EgoProx: Evaluating MLLMs on Egocentric 3D Proximity Reasoning Across a Cognitive Hierarchy

CVPR 2026 🔥
Jinzhao Li1,2, Yinuo Chen1,*, Dongxu Piao1,*, Panwang Pan2,† Yifan Yu2, Dong Wang2, Honglei Yan2, Liang Yue1 Shaofei Wang3, Yixin Chen3, Siyuan Huang3, Miao Liu1,‡
1College of AI, Tsinghua University 2ByteDance 3State Key Laboratory of General Artificial Intelligence, BIGAI
*Equal contribution. †Project Lead. ‡Corresponding author.

Abstract

Humans constantly reason about 3D proximity, the relations between their body and surrounding objects, to guide perception and action in daily life. Whether multimodal large language models (MLLMs) can perform such embodied 3D reasoning remains unclear. To this end, we introduce EgoProx, a benchmark for egocentric 3D proximity reasoning. We organize our tasks along a cognitive chain, covering intention, exploration, exploitation, and chain-of-actions reasoning. We also design an agent based data engine that produces diverse and consistent QA pairs at scale. We benchmark prevailing MLLMs on EgoProx and conduct additional analyses with dataset specific and task specific instruction tuning. We observe large cross-domain gains, indicating that current MLLMs contain some spatial knowledge; however, they still struggle to effectively leverage it for spatial reasoning VQA.

Key Contributions

EgoProc Benchmark

We propose EgoProx, the first benchmark designed to evaluate whether MLLMs can reason 3D perception–action coupling from an egocentric point-of-view, with four tasks organized along a cognitive hierarchy: Intention, Exploration, Exploitation, and Chain of Actions.

Agentic Data Engine

We develop an agent-based data generation pipeline that leverages task-aware salient clip sampler and 3D analysis toolset to automatically synthesize high-quality VQA data across diverse task categories.

Cross-Domain Spatial Analysis

Through extensive evaluation and cross-domain instruction-tuning experiments, we demonstrate that existing MLLMs already contain latent spatial knowledge acquired during pretraining, but unlocking this capability requires structured supervision.

Cognitive Hierarchy of EgoProx

EgoProx organizes egocentric 3D proximity reasoning as a cognitive hierarchy. Intention captures immediate gaze and head-orientation shifts toward goals; Exploration studies navigation steps toward objects or locations; Exploitation evaluates upcoming human-object interactions; and Chain of Actions asks models to reason over multi-step future behavior and the spatial relationships among action locations. Approximate proximity models coarse metric rotations and translations, while relative proximity captures directional relationships.

Cognitive hierarchy examples in EgoProx

Four-Level Egocentric 3D Proximity Reasoning

The benchmark requires models to use long-term contextual cues, spatial dependencies, and action-state changes from first-person videos, moving from local intention cues toward higher-order action chains.
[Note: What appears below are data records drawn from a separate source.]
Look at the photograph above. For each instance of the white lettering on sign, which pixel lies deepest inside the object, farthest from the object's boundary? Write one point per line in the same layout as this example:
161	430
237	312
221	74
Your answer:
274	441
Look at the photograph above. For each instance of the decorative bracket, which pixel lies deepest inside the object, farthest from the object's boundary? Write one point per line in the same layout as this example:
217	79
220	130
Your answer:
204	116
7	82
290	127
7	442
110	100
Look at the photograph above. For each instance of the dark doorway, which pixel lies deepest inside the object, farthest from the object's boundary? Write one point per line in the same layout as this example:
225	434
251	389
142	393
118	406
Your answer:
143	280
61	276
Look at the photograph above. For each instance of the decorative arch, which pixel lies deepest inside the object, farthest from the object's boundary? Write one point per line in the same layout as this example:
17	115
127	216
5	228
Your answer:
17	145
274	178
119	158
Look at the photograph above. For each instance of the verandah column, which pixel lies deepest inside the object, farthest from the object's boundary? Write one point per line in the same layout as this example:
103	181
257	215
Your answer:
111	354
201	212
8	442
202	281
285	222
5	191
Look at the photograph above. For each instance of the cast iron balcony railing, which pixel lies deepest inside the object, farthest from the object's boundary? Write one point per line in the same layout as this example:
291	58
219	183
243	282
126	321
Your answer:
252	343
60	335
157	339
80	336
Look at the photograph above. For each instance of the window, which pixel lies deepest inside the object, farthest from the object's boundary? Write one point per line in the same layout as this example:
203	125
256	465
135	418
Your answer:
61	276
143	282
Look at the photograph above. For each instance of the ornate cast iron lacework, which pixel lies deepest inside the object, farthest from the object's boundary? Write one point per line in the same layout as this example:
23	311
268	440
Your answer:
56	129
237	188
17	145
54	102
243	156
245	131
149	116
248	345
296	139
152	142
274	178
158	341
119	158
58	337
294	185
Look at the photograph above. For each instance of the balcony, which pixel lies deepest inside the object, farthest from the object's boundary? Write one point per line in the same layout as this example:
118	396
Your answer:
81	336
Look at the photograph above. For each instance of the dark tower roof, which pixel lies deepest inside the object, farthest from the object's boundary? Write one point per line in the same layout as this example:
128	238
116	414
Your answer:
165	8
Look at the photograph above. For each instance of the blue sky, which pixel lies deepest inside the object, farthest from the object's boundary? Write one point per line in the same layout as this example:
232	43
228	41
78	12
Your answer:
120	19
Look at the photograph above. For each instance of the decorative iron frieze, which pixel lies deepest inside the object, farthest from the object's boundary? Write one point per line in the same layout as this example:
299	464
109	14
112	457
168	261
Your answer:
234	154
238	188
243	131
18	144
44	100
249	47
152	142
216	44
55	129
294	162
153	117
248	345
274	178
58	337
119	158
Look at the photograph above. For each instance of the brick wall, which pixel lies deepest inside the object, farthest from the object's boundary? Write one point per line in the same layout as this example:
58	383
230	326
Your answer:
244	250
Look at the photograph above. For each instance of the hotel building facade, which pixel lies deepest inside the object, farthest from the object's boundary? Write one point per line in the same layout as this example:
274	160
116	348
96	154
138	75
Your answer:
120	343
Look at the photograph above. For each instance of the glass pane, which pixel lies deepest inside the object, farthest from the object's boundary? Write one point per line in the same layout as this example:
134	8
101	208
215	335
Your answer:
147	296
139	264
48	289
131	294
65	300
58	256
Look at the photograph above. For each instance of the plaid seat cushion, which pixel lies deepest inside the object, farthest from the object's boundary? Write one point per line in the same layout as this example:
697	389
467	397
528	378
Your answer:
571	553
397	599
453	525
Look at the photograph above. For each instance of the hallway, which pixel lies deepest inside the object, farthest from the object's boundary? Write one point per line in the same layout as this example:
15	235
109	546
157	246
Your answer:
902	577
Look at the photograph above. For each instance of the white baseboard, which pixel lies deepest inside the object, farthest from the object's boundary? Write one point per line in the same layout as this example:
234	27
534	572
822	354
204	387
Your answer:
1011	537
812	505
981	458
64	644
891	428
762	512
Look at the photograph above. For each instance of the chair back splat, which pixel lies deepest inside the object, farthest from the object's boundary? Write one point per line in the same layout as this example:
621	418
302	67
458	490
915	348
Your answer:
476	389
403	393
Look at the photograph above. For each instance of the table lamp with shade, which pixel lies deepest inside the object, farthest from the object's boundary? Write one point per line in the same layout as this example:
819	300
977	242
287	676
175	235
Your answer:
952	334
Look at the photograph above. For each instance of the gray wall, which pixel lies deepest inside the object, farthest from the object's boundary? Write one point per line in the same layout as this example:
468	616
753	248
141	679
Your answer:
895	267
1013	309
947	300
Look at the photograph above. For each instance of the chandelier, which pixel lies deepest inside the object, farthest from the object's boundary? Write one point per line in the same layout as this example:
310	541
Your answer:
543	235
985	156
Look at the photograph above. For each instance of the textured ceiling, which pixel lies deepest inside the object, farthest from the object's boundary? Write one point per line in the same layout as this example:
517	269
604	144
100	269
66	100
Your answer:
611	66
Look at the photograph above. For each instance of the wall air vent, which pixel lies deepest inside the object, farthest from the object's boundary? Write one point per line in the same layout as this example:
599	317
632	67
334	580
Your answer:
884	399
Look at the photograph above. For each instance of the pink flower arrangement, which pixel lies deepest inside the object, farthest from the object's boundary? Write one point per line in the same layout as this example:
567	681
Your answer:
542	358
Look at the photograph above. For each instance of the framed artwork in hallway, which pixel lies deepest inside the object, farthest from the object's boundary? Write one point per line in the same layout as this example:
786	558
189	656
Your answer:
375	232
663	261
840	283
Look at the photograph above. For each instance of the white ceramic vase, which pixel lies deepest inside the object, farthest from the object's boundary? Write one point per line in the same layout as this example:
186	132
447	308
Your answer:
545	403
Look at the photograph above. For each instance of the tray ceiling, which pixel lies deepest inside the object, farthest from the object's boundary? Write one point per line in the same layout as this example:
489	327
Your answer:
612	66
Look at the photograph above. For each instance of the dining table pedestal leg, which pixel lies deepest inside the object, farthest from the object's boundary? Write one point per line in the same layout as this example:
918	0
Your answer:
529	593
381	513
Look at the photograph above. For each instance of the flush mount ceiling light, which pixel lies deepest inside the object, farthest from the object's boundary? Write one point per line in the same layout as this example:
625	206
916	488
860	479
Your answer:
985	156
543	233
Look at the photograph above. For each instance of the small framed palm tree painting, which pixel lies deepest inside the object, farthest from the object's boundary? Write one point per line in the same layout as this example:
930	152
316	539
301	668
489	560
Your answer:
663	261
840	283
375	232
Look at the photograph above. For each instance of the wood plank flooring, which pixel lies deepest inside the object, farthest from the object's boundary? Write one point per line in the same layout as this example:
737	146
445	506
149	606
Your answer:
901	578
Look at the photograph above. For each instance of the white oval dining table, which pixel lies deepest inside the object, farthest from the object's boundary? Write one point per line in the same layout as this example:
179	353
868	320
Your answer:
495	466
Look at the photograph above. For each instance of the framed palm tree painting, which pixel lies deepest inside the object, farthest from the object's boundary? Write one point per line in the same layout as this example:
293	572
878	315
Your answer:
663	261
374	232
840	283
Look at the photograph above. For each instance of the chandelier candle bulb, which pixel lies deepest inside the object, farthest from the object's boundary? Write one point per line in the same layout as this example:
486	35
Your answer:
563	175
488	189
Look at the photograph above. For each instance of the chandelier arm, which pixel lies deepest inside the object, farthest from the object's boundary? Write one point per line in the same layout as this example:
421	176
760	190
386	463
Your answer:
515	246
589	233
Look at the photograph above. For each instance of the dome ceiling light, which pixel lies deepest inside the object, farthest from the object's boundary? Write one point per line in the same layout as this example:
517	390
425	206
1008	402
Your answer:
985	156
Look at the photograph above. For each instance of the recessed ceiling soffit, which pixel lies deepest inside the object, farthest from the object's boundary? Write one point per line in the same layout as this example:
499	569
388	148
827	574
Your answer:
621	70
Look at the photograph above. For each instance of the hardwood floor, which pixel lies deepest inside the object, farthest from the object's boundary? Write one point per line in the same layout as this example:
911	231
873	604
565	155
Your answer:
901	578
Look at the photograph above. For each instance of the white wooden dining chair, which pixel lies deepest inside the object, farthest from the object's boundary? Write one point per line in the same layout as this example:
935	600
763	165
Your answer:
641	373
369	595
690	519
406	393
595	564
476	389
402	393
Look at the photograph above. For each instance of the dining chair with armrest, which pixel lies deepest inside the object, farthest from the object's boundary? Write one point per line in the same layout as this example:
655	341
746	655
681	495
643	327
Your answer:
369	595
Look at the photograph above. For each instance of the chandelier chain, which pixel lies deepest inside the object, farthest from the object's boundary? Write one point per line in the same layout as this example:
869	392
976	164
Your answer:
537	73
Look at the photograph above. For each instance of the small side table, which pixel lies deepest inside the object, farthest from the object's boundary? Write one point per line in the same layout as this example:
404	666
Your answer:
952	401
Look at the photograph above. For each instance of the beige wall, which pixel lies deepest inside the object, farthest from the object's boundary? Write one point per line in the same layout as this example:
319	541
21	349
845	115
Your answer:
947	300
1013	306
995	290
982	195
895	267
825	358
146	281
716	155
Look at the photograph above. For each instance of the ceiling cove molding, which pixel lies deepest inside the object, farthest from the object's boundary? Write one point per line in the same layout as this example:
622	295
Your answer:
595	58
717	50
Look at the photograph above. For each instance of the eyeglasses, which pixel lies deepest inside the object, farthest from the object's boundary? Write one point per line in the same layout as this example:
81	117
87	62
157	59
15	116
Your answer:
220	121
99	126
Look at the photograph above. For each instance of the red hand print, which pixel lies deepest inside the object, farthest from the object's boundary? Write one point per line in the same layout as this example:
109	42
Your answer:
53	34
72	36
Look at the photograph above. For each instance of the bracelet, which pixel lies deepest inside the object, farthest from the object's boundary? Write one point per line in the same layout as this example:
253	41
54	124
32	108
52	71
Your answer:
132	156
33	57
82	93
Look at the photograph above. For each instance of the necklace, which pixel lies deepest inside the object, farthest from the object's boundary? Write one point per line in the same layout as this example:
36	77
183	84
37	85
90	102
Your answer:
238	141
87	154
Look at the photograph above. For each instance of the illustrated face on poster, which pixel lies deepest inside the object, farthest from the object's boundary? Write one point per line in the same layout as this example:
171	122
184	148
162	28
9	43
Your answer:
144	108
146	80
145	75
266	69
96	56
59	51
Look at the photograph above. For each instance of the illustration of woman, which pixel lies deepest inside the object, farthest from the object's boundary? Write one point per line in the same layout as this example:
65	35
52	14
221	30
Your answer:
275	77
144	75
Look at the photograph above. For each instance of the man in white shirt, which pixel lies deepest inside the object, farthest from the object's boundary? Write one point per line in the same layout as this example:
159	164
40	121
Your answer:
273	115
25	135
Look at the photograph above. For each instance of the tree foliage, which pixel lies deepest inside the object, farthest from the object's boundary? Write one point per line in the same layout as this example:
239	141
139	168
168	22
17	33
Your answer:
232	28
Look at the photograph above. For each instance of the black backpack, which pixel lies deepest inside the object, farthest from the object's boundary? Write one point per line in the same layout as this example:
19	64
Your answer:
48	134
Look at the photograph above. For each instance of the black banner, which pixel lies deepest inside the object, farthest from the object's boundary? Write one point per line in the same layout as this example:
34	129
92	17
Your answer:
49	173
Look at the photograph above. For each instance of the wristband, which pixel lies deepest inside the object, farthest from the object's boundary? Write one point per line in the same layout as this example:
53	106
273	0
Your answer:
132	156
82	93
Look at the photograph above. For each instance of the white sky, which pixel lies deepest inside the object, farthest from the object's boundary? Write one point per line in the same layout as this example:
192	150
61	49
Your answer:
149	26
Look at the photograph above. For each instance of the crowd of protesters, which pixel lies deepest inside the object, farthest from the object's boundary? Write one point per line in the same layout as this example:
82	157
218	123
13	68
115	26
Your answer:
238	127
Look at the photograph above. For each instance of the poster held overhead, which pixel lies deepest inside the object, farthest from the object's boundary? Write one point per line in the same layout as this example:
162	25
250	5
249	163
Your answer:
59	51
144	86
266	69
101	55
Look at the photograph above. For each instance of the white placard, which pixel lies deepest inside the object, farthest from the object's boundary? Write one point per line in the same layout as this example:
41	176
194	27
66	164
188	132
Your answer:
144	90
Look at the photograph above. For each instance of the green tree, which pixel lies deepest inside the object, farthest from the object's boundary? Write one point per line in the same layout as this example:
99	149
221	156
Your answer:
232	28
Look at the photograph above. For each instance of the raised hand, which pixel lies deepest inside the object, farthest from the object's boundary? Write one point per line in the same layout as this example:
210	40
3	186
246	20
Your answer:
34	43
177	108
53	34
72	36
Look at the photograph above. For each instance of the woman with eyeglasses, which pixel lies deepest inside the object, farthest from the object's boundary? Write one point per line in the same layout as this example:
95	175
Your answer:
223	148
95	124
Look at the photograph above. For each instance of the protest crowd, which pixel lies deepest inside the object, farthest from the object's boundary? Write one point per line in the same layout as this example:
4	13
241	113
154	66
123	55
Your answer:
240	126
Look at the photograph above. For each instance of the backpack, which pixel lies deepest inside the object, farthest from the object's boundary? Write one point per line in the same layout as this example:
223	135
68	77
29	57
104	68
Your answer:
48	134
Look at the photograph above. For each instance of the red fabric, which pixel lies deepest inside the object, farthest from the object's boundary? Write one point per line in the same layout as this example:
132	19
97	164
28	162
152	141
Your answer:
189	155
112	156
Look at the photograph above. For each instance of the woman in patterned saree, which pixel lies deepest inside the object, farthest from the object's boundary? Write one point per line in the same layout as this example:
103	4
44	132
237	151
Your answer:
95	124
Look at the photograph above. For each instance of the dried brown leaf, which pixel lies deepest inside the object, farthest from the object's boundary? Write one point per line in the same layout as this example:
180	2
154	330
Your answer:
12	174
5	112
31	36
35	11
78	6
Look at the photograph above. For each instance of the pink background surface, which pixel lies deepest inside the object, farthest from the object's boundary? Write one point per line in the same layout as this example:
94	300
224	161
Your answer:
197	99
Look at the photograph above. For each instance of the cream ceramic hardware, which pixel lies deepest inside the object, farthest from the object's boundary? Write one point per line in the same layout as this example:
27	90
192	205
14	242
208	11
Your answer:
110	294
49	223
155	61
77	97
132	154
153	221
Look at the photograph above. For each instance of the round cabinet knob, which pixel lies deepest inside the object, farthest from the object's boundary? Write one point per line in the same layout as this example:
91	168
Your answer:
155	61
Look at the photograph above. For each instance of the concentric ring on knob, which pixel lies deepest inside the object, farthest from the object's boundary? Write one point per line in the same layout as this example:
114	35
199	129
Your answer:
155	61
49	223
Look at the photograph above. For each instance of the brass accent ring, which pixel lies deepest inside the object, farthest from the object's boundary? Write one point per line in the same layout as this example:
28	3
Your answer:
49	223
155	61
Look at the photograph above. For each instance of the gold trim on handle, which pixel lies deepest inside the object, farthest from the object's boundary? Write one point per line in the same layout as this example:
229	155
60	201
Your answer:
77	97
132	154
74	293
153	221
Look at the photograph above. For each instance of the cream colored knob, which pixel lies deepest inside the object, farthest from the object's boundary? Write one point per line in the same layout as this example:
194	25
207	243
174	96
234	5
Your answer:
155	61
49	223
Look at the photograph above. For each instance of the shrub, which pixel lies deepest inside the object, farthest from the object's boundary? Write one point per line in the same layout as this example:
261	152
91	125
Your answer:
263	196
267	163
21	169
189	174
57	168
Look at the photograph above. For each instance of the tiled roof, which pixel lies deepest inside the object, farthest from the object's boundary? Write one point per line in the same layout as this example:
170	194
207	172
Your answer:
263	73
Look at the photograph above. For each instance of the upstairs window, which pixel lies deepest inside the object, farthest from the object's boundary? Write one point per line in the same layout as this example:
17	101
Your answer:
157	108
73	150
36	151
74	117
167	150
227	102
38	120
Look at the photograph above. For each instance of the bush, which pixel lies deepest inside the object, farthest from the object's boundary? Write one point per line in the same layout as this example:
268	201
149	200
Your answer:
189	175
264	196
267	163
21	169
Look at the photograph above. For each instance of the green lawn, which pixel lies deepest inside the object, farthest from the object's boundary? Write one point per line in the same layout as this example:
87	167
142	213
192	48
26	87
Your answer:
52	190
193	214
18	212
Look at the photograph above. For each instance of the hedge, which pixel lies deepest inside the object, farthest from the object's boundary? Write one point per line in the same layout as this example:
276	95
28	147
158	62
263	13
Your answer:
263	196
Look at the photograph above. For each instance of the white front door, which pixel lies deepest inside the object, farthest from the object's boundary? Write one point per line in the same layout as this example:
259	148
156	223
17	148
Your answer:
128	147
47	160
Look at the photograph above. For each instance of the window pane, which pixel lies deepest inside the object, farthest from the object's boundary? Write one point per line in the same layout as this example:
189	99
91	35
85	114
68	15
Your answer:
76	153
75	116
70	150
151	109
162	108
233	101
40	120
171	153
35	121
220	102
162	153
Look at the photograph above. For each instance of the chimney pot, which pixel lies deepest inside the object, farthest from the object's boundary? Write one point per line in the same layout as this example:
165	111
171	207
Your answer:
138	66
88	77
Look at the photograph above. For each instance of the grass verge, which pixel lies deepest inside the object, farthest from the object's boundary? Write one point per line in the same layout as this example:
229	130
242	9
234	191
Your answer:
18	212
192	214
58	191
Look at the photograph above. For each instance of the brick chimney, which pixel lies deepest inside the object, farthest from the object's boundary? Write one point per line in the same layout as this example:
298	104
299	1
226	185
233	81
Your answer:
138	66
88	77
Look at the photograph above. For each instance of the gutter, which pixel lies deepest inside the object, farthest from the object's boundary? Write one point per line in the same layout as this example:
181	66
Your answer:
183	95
Task distribution chart for EgoProx

Task Distribution

EgoProx contains 2,405 VQA samples collected from two complementary egocentric datasets: 1,016 samples from Aria Digital Twin and 1,389 samples from EgoExo4D. The benchmark covers a broad spectrum of proximity reasoning scenarios and is organized according to a four-level cognitive hierarchy consisting of Intention (30.27%), Exploration (15.71%), Exploitation (46.37%), and Chain of Actions (7.65%).

Intention: 30.27%
Exploration: 15.71%
Exploitation: 46.37%
Chain of Actions: 7.65%

Agentic Data Engine

Overview of our agent-based data construction pipeline. The agent first identifies salient moments with an interaction- and fixation-based sampler, then uses the 3D Analysis Toolset to extract spatial cues such as object positions, gaze targets, occupancy maps, and action chains. It then invokes the Spatial Calculator to derive 3D distances, orientations, and proximity relations, producing structured 3D proximity ground truth. Final benchmark question-answer pairs are compiled through necessary post-processing.

Agentic data engine overview

From Video to Structured 3D Proximity QA

The Agentic Data Engine converts egocentric video streams and raw annotations into scalable 3D proximity reasoning VQA data.

Leaderboard

Red cells indicate the best score among evaluated MLLMs for each metric. Human Level is shown as a reference.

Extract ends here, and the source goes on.